Treasury Wine Estates (TWE) will release it full-year results on Thursday. Here, just-drinks takes a look at the Australia-headquartered wine group’s news in the 12 months to the end of June, a period that included takeover speculation culminating in potential bids this month from private equity groups.
- In July last year, TWE announced plans to destroy its old and out-of-date stock in the US, resulting in a AUD160m (US$145.7m) write-down.
- In September, the firm confirmed the departure of its CEO, David Dearie. It said the write-down played a key part in its decision.
- The write-down also led to the prospect of a lawsuit from shareholders unhappy with the firm’s business behaviour in the US.
- At the end of January, TWE halted trading in its shares ahead of issuing a profits warning for the fiscal year.
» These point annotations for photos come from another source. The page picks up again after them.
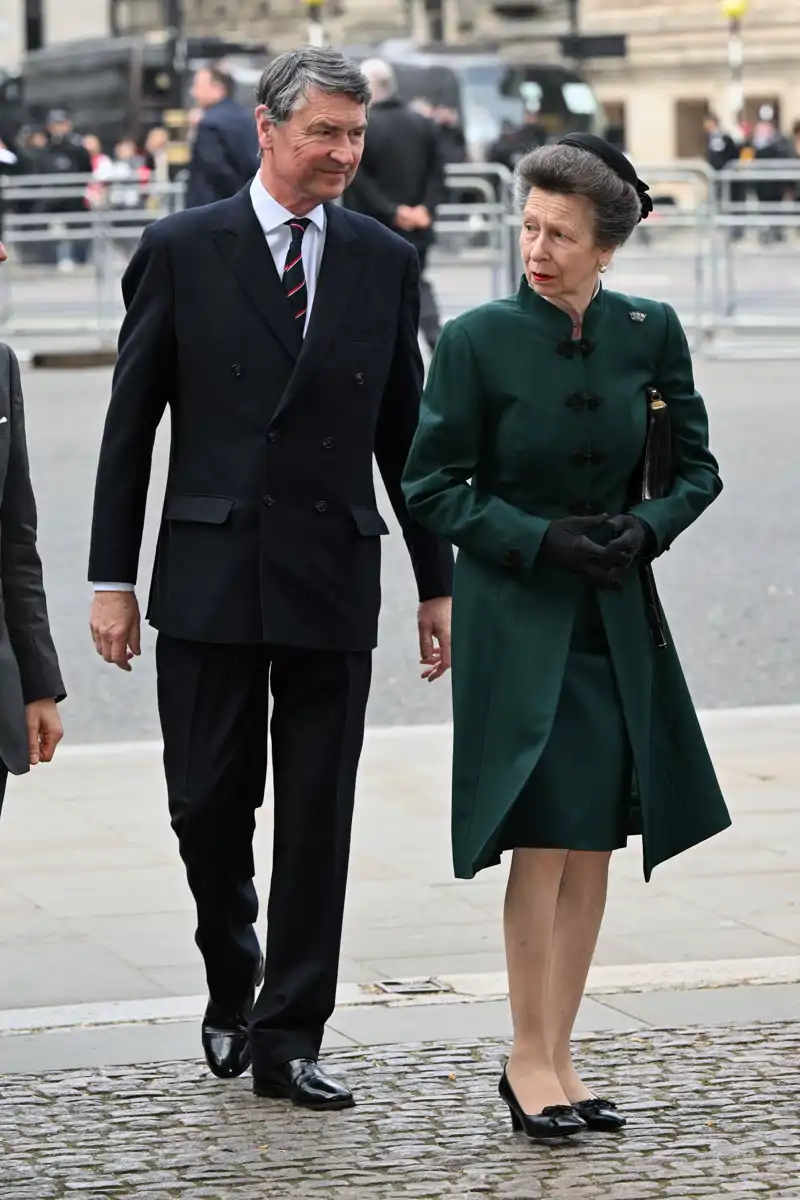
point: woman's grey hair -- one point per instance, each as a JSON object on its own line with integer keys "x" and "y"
{"x": 569, "y": 171}
{"x": 284, "y": 85}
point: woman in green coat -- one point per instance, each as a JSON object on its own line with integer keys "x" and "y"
{"x": 572, "y": 727}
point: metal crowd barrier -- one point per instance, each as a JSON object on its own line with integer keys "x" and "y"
{"x": 723, "y": 247}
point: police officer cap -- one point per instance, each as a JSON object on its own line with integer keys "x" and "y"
{"x": 614, "y": 159}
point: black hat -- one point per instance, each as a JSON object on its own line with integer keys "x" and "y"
{"x": 614, "y": 159}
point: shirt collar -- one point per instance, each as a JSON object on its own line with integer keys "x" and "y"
{"x": 272, "y": 215}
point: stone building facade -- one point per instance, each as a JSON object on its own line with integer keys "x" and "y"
{"x": 675, "y": 67}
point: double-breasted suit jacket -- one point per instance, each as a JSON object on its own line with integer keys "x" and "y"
{"x": 29, "y": 667}
{"x": 270, "y": 527}
{"x": 519, "y": 426}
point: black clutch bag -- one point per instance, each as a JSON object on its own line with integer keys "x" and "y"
{"x": 654, "y": 481}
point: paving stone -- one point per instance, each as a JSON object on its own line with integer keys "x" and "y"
{"x": 428, "y": 1126}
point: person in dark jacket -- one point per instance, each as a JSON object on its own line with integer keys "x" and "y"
{"x": 512, "y": 145}
{"x": 224, "y": 156}
{"x": 401, "y": 179}
{"x": 30, "y": 681}
{"x": 66, "y": 155}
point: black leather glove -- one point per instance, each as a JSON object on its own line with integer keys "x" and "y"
{"x": 633, "y": 539}
{"x": 566, "y": 544}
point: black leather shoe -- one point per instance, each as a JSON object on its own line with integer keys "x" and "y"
{"x": 304, "y": 1083}
{"x": 554, "y": 1121}
{"x": 226, "y": 1042}
{"x": 600, "y": 1115}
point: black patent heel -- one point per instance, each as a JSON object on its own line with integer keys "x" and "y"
{"x": 553, "y": 1122}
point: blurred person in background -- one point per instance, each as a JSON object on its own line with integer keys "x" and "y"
{"x": 224, "y": 151}
{"x": 770, "y": 145}
{"x": 451, "y": 133}
{"x": 30, "y": 679}
{"x": 66, "y": 155}
{"x": 156, "y": 149}
{"x": 101, "y": 165}
{"x": 10, "y": 165}
{"x": 401, "y": 179}
{"x": 510, "y": 148}
{"x": 722, "y": 153}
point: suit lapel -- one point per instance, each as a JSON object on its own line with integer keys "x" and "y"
{"x": 244, "y": 247}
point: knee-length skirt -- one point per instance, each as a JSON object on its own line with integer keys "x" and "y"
{"x": 582, "y": 792}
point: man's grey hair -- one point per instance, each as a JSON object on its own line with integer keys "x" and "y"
{"x": 569, "y": 171}
{"x": 284, "y": 85}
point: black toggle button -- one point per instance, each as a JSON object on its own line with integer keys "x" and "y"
{"x": 588, "y": 459}
{"x": 569, "y": 348}
{"x": 512, "y": 559}
{"x": 583, "y": 401}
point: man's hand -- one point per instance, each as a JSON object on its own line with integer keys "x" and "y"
{"x": 116, "y": 627}
{"x": 433, "y": 622}
{"x": 44, "y": 730}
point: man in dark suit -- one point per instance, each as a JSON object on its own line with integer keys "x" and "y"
{"x": 402, "y": 178}
{"x": 224, "y": 155}
{"x": 281, "y": 330}
{"x": 30, "y": 681}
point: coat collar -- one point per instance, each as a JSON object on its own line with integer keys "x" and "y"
{"x": 554, "y": 319}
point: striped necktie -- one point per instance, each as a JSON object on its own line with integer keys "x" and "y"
{"x": 294, "y": 276}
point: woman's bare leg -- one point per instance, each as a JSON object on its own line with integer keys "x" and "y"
{"x": 578, "y": 917}
{"x": 529, "y": 921}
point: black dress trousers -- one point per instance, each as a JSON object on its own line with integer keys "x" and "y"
{"x": 214, "y": 705}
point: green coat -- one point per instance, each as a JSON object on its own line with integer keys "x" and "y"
{"x": 515, "y": 432}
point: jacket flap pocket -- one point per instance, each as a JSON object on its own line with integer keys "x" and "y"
{"x": 370, "y": 522}
{"x": 206, "y": 509}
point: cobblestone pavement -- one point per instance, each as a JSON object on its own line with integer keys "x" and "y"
{"x": 714, "y": 1113}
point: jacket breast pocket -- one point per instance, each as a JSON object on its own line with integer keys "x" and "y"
{"x": 200, "y": 509}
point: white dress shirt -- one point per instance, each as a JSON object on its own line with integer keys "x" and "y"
{"x": 272, "y": 217}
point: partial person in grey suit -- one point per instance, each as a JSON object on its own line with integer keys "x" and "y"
{"x": 30, "y": 681}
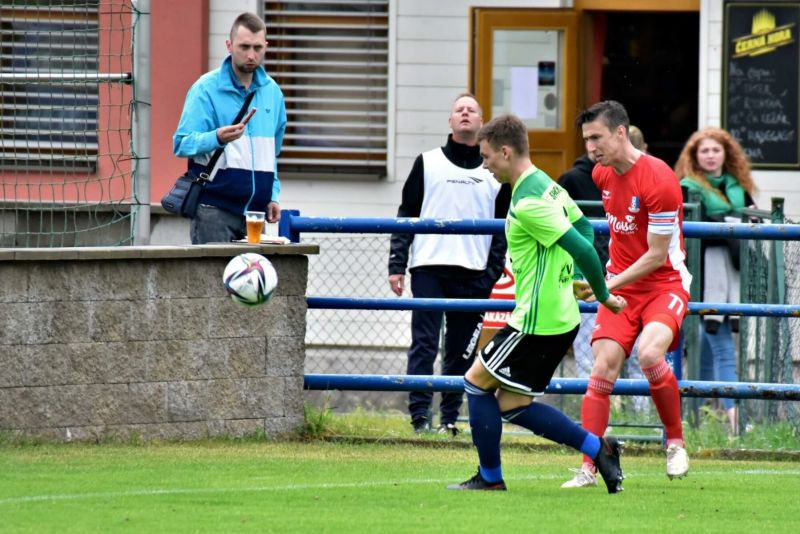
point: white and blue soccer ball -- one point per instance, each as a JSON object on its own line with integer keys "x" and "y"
{"x": 250, "y": 279}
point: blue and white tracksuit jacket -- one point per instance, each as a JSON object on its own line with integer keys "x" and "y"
{"x": 246, "y": 175}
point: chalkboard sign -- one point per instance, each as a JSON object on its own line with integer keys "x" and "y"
{"x": 760, "y": 81}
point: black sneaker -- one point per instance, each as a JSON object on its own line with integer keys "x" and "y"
{"x": 421, "y": 425}
{"x": 477, "y": 482}
{"x": 607, "y": 463}
{"x": 448, "y": 428}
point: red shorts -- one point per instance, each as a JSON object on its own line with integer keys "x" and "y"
{"x": 667, "y": 306}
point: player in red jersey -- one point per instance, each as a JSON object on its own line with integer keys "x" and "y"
{"x": 643, "y": 203}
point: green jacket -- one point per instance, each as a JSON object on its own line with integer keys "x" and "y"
{"x": 715, "y": 206}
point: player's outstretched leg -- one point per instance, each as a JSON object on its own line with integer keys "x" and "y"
{"x": 487, "y": 428}
{"x": 551, "y": 423}
{"x": 479, "y": 483}
{"x": 607, "y": 463}
{"x": 666, "y": 396}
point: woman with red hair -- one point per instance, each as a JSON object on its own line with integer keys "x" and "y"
{"x": 714, "y": 165}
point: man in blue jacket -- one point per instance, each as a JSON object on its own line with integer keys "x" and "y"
{"x": 245, "y": 177}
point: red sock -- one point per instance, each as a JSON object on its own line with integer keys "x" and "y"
{"x": 666, "y": 397}
{"x": 595, "y": 407}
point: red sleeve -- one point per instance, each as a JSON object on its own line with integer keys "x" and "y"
{"x": 661, "y": 194}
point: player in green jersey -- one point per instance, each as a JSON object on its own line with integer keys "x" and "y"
{"x": 550, "y": 245}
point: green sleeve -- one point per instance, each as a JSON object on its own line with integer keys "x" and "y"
{"x": 585, "y": 257}
{"x": 584, "y": 227}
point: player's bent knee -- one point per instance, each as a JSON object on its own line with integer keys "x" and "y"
{"x": 478, "y": 375}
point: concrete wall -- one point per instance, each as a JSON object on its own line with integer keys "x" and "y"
{"x": 143, "y": 341}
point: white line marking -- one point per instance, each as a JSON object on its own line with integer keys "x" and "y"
{"x": 368, "y": 484}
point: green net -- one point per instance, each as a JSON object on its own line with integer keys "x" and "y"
{"x": 66, "y": 165}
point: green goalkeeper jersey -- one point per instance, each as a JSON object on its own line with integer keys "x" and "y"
{"x": 541, "y": 213}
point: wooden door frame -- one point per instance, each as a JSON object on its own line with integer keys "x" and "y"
{"x": 483, "y": 21}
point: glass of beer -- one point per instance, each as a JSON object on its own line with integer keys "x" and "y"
{"x": 255, "y": 225}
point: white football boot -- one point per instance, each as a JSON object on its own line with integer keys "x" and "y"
{"x": 677, "y": 462}
{"x": 584, "y": 478}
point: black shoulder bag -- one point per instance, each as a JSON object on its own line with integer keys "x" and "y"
{"x": 184, "y": 197}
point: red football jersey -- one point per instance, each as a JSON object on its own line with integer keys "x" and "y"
{"x": 645, "y": 199}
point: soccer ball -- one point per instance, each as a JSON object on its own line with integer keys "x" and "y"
{"x": 250, "y": 279}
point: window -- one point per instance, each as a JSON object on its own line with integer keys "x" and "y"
{"x": 48, "y": 114}
{"x": 331, "y": 60}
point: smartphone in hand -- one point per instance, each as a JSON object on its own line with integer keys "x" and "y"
{"x": 248, "y": 116}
The company told investors EBITS (earnings before interest, tax and SGARA and material items) in the six months to the end of December would come in 20% down on the previous year.
- Three weeks later, TWE announced a new CEO, former Coca-Cola Co, Kraft Foods and Premier Foods executive Michael Clarke. The appointment didn’t go down well with everyone.
- In May, Clarke said he may cut up to 5% of TWE’s workforce as part of a cost-cutting plan.
- The following month, the CEO announced a AUD260m (US$243.6m) write-down along with a raft of structural changes intended to change TWE’s focus on to its premium wine brands.